Steven Soderbergh’s favourite David Fincher movie: “It makes my knees buckle”

Even though they make completely different kinds of movies, Steven Soderbergh and David Fincher have become regular sounding boards for each other during a friendship that began when the latter thought his career was over before it had even gotten started.

Fincher likes to think of the classic noir thriller Seven as his feature-length directorial debut, which is fair enough when he’s completely disowned Alien 3. During his constant battles against the studio while in production on the sci-fi sequel, the filmmaker was fired no less than three times from his position, but somehow still held on to drag it across the finish line before washing his hands of it completely.

He first met Soderbergh following his second dismissal from Alien 3, when they were both being lined up to direct episodes of the short-lived anthology series Fallen Angels. The former carried through on his plans to helm a standalone instalment, but Fincher was forced to bail when Seven was given the green light, and he sought to bounce back from his Xenomorph debacle as quickly as possible.

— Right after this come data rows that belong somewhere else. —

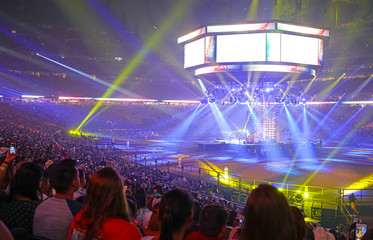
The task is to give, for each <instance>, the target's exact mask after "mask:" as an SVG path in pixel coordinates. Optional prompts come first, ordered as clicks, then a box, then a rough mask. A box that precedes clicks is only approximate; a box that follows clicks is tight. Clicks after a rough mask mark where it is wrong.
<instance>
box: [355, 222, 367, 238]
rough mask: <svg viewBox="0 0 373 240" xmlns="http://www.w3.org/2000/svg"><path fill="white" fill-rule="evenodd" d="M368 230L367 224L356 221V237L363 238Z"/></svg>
mask: <svg viewBox="0 0 373 240" xmlns="http://www.w3.org/2000/svg"><path fill="white" fill-rule="evenodd" d="M366 232H367V225H366V224H363V223H356V232H355V239H356V240H361V239H363V236H364V234H365V233H366Z"/></svg>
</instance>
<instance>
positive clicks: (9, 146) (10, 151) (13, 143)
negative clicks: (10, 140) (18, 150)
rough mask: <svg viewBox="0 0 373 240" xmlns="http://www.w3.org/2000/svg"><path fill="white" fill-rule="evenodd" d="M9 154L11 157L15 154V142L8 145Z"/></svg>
mask: <svg viewBox="0 0 373 240" xmlns="http://www.w3.org/2000/svg"><path fill="white" fill-rule="evenodd" d="M9 154H11V155H14V154H16V143H15V142H10V143H9Z"/></svg>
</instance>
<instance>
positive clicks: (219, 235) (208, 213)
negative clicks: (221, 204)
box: [185, 205, 228, 240]
mask: <svg viewBox="0 0 373 240" xmlns="http://www.w3.org/2000/svg"><path fill="white" fill-rule="evenodd" d="M227 219H228V212H227V211H226V210H225V209H224V208H223V207H221V206H218V205H207V206H206V207H204V208H203V209H202V212H201V215H200V217H199V222H200V223H199V224H200V227H199V232H192V233H190V234H189V235H188V236H187V237H186V238H185V240H197V239H202V240H203V239H206V240H222V239H223V238H222V237H223V235H224V232H225V230H226V223H227Z"/></svg>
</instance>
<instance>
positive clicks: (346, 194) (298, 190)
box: [141, 159, 373, 225]
mask: <svg viewBox="0 0 373 240" xmlns="http://www.w3.org/2000/svg"><path fill="white" fill-rule="evenodd" d="M141 163H142V164H144V165H146V166H151V167H155V168H159V169H161V170H163V171H168V172H171V173H174V174H179V175H182V176H185V177H190V178H193V179H198V180H201V181H203V182H207V183H210V184H211V185H212V186H213V187H216V188H217V189H219V190H220V192H221V193H222V195H223V196H224V198H225V199H227V200H230V201H233V202H237V203H240V204H243V205H244V204H245V202H246V199H247V197H248V195H249V194H250V191H251V190H252V189H254V188H255V187H256V186H258V185H260V184H262V183H266V184H271V185H273V186H275V187H276V188H278V189H279V190H280V191H282V192H283V193H284V195H285V196H286V197H287V199H288V201H289V204H290V205H294V206H297V207H301V208H303V210H304V212H305V214H306V215H307V216H309V217H310V218H311V219H312V220H314V221H316V220H317V221H321V220H322V216H323V215H324V218H325V219H326V218H328V217H329V218H333V219H334V220H335V222H333V223H331V225H334V224H335V223H337V222H338V221H339V222H343V223H345V224H348V225H349V224H351V223H352V217H351V213H350V212H349V210H348V208H346V204H347V203H349V201H348V197H349V195H350V193H351V191H354V192H355V196H356V198H357V199H358V201H359V206H372V205H373V189H364V190H361V189H359V190H357V189H356V190H351V189H348V190H346V189H338V188H324V187H317V186H305V185H297V184H288V183H281V182H271V181H265V180H258V179H250V178H244V177H240V176H235V175H228V174H227V175H226V174H224V172H220V173H219V172H217V171H211V170H206V169H203V168H199V167H195V165H178V164H177V163H170V162H169V161H167V160H157V159H148V160H146V159H145V161H144V159H142V160H141ZM347 205H348V204H347ZM328 212H329V213H328ZM327 213H328V214H329V216H326V215H327ZM331 215H333V216H331ZM326 225H327V224H326Z"/></svg>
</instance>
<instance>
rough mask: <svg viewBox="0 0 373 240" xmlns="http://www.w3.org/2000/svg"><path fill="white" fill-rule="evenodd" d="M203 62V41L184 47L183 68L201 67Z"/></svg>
mask: <svg viewBox="0 0 373 240" xmlns="http://www.w3.org/2000/svg"><path fill="white" fill-rule="evenodd" d="M204 62H205V39H204V38H201V39H199V40H196V41H194V42H191V43H188V44H185V46H184V68H189V67H194V66H197V65H201V64H203V63H204Z"/></svg>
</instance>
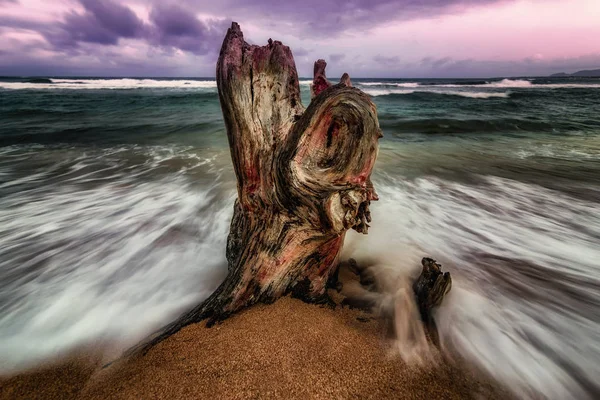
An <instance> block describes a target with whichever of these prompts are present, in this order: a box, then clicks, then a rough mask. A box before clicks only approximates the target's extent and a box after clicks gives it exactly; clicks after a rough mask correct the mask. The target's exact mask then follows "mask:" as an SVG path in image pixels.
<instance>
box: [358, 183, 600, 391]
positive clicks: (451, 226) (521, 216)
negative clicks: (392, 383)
mask: <svg viewBox="0 0 600 400" xmlns="http://www.w3.org/2000/svg"><path fill="white" fill-rule="evenodd" d="M375 185H376V187H377V189H378V192H379V195H380V198H381V201H380V203H379V204H377V205H376V207H375V206H374V207H373V208H372V209H373V220H374V221H376V223H374V224H373V226H372V228H371V229H370V231H369V235H368V236H367V237H364V238H359V239H357V240H350V241H349V242H348V245H349V246H353V247H354V249H353V251H354V255H355V256H358V257H360V256H363V257H367V258H370V259H375V260H379V262H380V263H381V264H382V265H383V266H384V268H387V269H388V270H395V271H396V272H397V274H398V275H399V277H400V278H399V279H405V277H406V276H409V275H411V274H412V275H413V276H414V275H415V274H418V269H419V267H418V265H419V263H418V262H419V259H420V257H422V256H424V255H429V256H432V257H434V258H437V259H438V260H440V261H441V262H442V263H443V264H444V266H445V269H446V270H449V271H451V273H452V276H453V288H452V291H451V292H450V294H449V295H448V296H447V298H446V301H445V303H444V304H443V306H442V308H441V309H440V310H439V313H438V315H437V319H438V328H439V330H440V334H441V338H442V341H443V343H444V344H445V346H446V347H449V348H451V349H454V350H455V351H457V352H458V353H459V354H460V355H461V356H463V357H466V358H467V359H468V360H470V361H472V362H474V363H476V364H477V365H480V366H482V367H484V368H485V369H486V370H487V371H488V372H489V373H490V374H491V375H492V376H494V377H495V378H497V379H498V380H499V381H501V382H503V383H505V384H506V385H507V386H508V387H509V388H511V389H512V390H514V391H515V392H516V393H517V394H518V395H519V397H522V398H529V397H532V398H536V396H537V395H538V394H543V395H544V396H546V397H547V398H551V399H584V398H592V397H593V394H594V393H596V394H597V393H598V391H599V390H600V385H599V383H598V381H597V377H598V376H600V290H599V289H600V275H599V269H600V265H599V264H598V260H600V247H599V246H598V243H599V240H600V206H599V205H598V204H597V203H591V202H587V201H583V200H580V199H576V198H572V197H570V196H568V195H565V194H563V193H560V192H556V191H553V190H549V189H545V188H542V187H537V186H535V185H529V184H525V183H521V182H517V181H511V180H507V179H502V178H495V177H488V178H485V179H484V180H483V181H482V182H481V183H480V184H478V185H466V184H459V183H453V182H448V181H444V180H442V179H439V178H434V177H431V178H419V179H416V180H414V181H410V180H406V181H405V180H399V179H396V178H392V177H387V176H379V179H378V180H377V181H376V182H375ZM403 309H408V308H407V307H403ZM413 336H414V335H413ZM400 339H402V338H400ZM411 344H412V342H409V343H400V347H399V348H400V349H401V350H403V351H405V352H408V353H409V354H408V358H410V356H412V354H410V352H411V351H414V347H413V346H411Z"/></svg>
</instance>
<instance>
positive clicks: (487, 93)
mask: <svg viewBox="0 0 600 400" xmlns="http://www.w3.org/2000/svg"><path fill="white" fill-rule="evenodd" d="M364 92H365V93H367V94H370V95H371V96H374V97H377V96H387V95H390V94H413V93H433V94H439V95H448V96H461V97H469V98H472V99H489V98H508V97H510V92H492V91H473V90H470V91H459V90H443V89H441V90H440V89H436V87H431V88H427V87H424V86H421V87H419V89H415V90H405V89H365V90H364Z"/></svg>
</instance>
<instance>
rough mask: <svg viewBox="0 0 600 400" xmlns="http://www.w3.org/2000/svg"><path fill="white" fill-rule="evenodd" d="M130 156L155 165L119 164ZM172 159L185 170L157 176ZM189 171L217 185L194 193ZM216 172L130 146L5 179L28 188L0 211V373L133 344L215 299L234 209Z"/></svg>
mask: <svg viewBox="0 0 600 400" xmlns="http://www.w3.org/2000/svg"><path fill="white" fill-rule="evenodd" d="M15 150H16V149H15V148H13V149H12V152H11V151H10V150H8V153H5V156H8V157H12V158H13V159H16V158H15V156H14V154H15ZM21 152H22V150H21ZM46 152H47V157H51V155H52V150H51V149H48V150H46ZM132 152H133V153H132ZM74 153H76V154H77V151H76V150H74ZM129 154H134V155H135V157H137V159H138V160H140V157H142V160H143V159H145V160H147V161H146V162H143V163H141V164H139V165H132V166H128V165H127V164H123V163H122V160H124V159H126V158H127V157H128V155H129ZM188 155H189V157H188ZM175 161H178V162H179V164H181V166H180V167H179V168H178V170H179V172H176V173H171V174H168V175H167V177H165V178H160V175H158V176H154V174H156V172H153V171H157V170H159V169H160V168H161V167H162V168H164V166H165V165H167V166H169V165H172V164H173V163H174V162H175ZM7 165H8V164H2V168H0V169H2V171H3V172H7V173H9V174H11V173H14V171H13V172H11V170H10V165H8V166H7ZM186 166H192V167H193V166H195V167H194V168H195V171H198V173H202V175H206V174H208V176H209V177H210V176H211V174H212V176H214V178H212V181H213V182H212V183H208V184H206V185H203V186H201V187H198V186H197V185H193V181H194V179H190V177H189V176H188V177H186V176H185V175H184V173H185V174H188V175H189V174H192V175H191V176H194V173H193V172H192V171H190V168H186ZM213 168H214V165H213V163H212V162H211V161H210V159H208V160H207V159H205V158H204V157H202V156H200V155H194V154H193V153H190V152H189V151H188V152H186V151H183V152H182V151H173V149H169V148H160V147H156V148H149V149H146V148H138V149H136V148H131V147H123V148H114V149H108V150H106V151H103V152H101V153H99V154H94V152H93V151H89V152H88V153H87V154H83V155H80V156H77V157H76V158H72V157H71V156H70V153H67V154H63V153H60V154H57V163H56V164H55V165H54V166H52V167H49V168H46V169H45V170H44V171H43V172H40V173H37V174H30V175H26V176H24V177H22V178H21V179H20V180H11V181H8V182H7V184H9V185H11V187H15V188H16V187H19V186H21V187H24V186H23V185H26V184H27V183H29V184H30V185H29V186H27V187H29V188H28V189H20V190H19V191H17V192H14V194H13V195H8V196H6V197H5V198H3V199H2V201H1V204H2V207H0V237H1V238H2V246H1V247H0V276H1V277H2V286H3V287H2V292H0V308H1V310H2V312H1V313H0V359H2V363H1V365H0V373H7V372H11V371H18V370H20V369H22V368H25V367H28V366H31V365H33V364H35V363H36V362H39V361H41V360H44V359H46V358H48V357H54V356H56V355H57V354H61V353H64V352H66V351H69V350H70V349H72V348H74V347H76V346H78V345H80V344H84V343H89V342H97V341H109V342H110V341H115V340H117V341H119V342H121V345H124V344H125V345H126V344H127V343H132V341H135V340H137V339H139V338H140V337H142V336H143V335H145V334H147V333H149V331H151V330H153V329H156V328H157V327H159V326H161V325H162V324H164V323H166V322H168V321H169V319H171V318H173V317H174V316H176V315H177V314H178V313H180V312H182V311H183V310H184V309H186V308H187V307H189V306H191V305H193V304H195V303H196V302H197V301H200V300H201V299H202V298H204V297H206V296H208V295H209V294H210V293H211V291H212V290H214V288H215V287H216V285H217V284H218V283H219V281H220V279H222V277H223V273H224V272H225V270H226V269H225V268H224V266H223V265H224V263H225V239H226V236H227V232H228V227H229V219H230V216H231V210H232V202H233V198H232V195H233V192H231V193H230V194H229V195H227V196H225V198H219V197H218V196H219V194H218V193H219V192H222V189H217V187H216V186H215V185H217V184H218V175H219V174H218V171H215V172H214V173H211V172H210V171H211V169H213ZM59 171H60V174H59V175H56V174H57V173H59ZM142 176H147V178H142V179H140V177H142ZM149 178H150V179H149ZM51 180H60V181H61V183H60V184H57V185H49V184H47V182H48V181H51ZM11 187H4V189H5V190H7V189H8V190H9V191H10V189H11ZM215 196H217V197H215Z"/></svg>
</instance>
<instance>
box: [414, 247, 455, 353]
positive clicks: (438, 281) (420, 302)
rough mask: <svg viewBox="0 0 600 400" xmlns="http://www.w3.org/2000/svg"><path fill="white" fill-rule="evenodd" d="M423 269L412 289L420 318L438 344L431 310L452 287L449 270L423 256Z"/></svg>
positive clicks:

Since then, they’ve remained on good terms, and Soderbergh is someone Fincher can always turn to when he needs a second set of eyes on an in-development project. As an Academy Award-winning auteur who’s never met a genre he wasn’t willing to take a crack at, it certainly comes in handy to have somebody so experienced – as well as someone who can perform almost any duty on set – on call.

30 years later, the bond remains as strong as ever, with Soderbergh watching assembly cuts of Fincher’s work on The Killer, re-editing them to his satisfaction, and sending them back over to his peer to try and find a middle ground. Based on their closeness, it might be rude for the Ocean’s orchestrator to have a favourite of his friend’s work, but he does.

For Soderbergh, Fincher has never been any better than he was when helming Panic Room, the razor-sharp home invasion thriller that deftly balanced technical virtuosity with nerve-shredding tension. It was another display of the director’s ever-evolving mastery of his craft, and his counterpart could barely even think about it without his palms getting sweaty.

“I don’t know anybody else who would imagine executing something like that and then actually have the fortitude to do it,” Soderbergh marvelled to The New York Times. “It makes my head hurt watching it. It makes my knees buckle.” Of course, that level of immersion and investment was Fincher’s intention, and even one of the most notable directors in the business was sucked into its riveting narrative from the first minute.

Soderbergh has made plenty of thrillers in his time, covering such disparate bases as Out of Sight, Contagion, Haywire, Logan Lucky, Unsane, and No Sudden Move, but he couldn’t even begin to comprehend how Fincher managed to pull off Panic Room exactly the way he’d envisioned it in his head.